今シーズン冬にミランに加入した本田 [写真]=Getty Images
文=赤星敬子
ミランに所属する日本代表MF本田圭佑のセリエA、1年目のチャレンジが終わった。
めったにコメントを残さない本田が最終戦のサッスオーロ戦後、本拠地サン・シーロでCSKAモスクワから移籍後の4カ月半を語った。発言の中には「忍耐力」「個」「苦労」があり、ふだんの強気の本田とは少し違った一面をのぞかせた。
ミランサポーターの期待の大きさは本人が一番よくわかっていたと思う。1月の華々しい入団会見は元イングランド代表のデイヴィッド・ベッカム氏並みだった。そして結果はリーグ14試合出場1得点、コッパ・イタリア2試合出場1得点というものだった。本人は「6、7点ぐらい取れるのではないか」と思っていたという。ファンの期待を裏切った形になったのは、本人がよく知っていた。背番号「10」には値しない4カ月半となってしまったのが事実だ。

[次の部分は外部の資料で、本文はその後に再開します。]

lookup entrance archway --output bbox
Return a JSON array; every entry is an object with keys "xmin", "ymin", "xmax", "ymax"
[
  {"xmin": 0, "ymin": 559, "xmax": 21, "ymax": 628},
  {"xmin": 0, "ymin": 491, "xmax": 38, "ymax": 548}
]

ロシア、オランダのサッカーの経験はあっても、イタリアはまた特殊な世界だったようだ。まずイタリア・サッカーでいうと「苦労だらけだった。戦術的でディフェンスがタフ、守備組織が強固。選手は守備でボールを出したら、その後、動かないで任せっきり。それに慣れていなかったから、何かを起こすことができなかった」とそのギャップを埋められなかった。
自分がやりたい中央でのポジションではなく、クラレンス・セードルフ監督になってからは徹底的に2列目右サイドを与えられた。監督が言っていたように「本田ならできる」と、与えられたポジションだった。しかし結局、自分の良さを出すプレーは見られなかった。
ただ、セードルフ監督には感謝している。「右サイドには意味があったはず。監督から守られ感があった。結果を出せていなくても出場させてくれた。監督とポジションについても話し合った」という。
そしてピッチ外でミランの選手と打ちとけるにも時間がかかった。「ロシアも個性の強い選手が多かったが、ミランは思っていた以上に個々の個性が強かった」という。東洋から来た鳴り物入りの本田。彼らを納得させ一目置かせる唯一の方法は、実戦で結果を出すことだった。
その本田がイタリアの4カ月半で学んだのは「忍耐力は大事」で、それを実践してきたことだった。そして「右でやったこと、できなかった悔しさはワールドカップにも活きる」と気持ちを切り替え、これからブラジルでの日本代表でのプレーに専念する。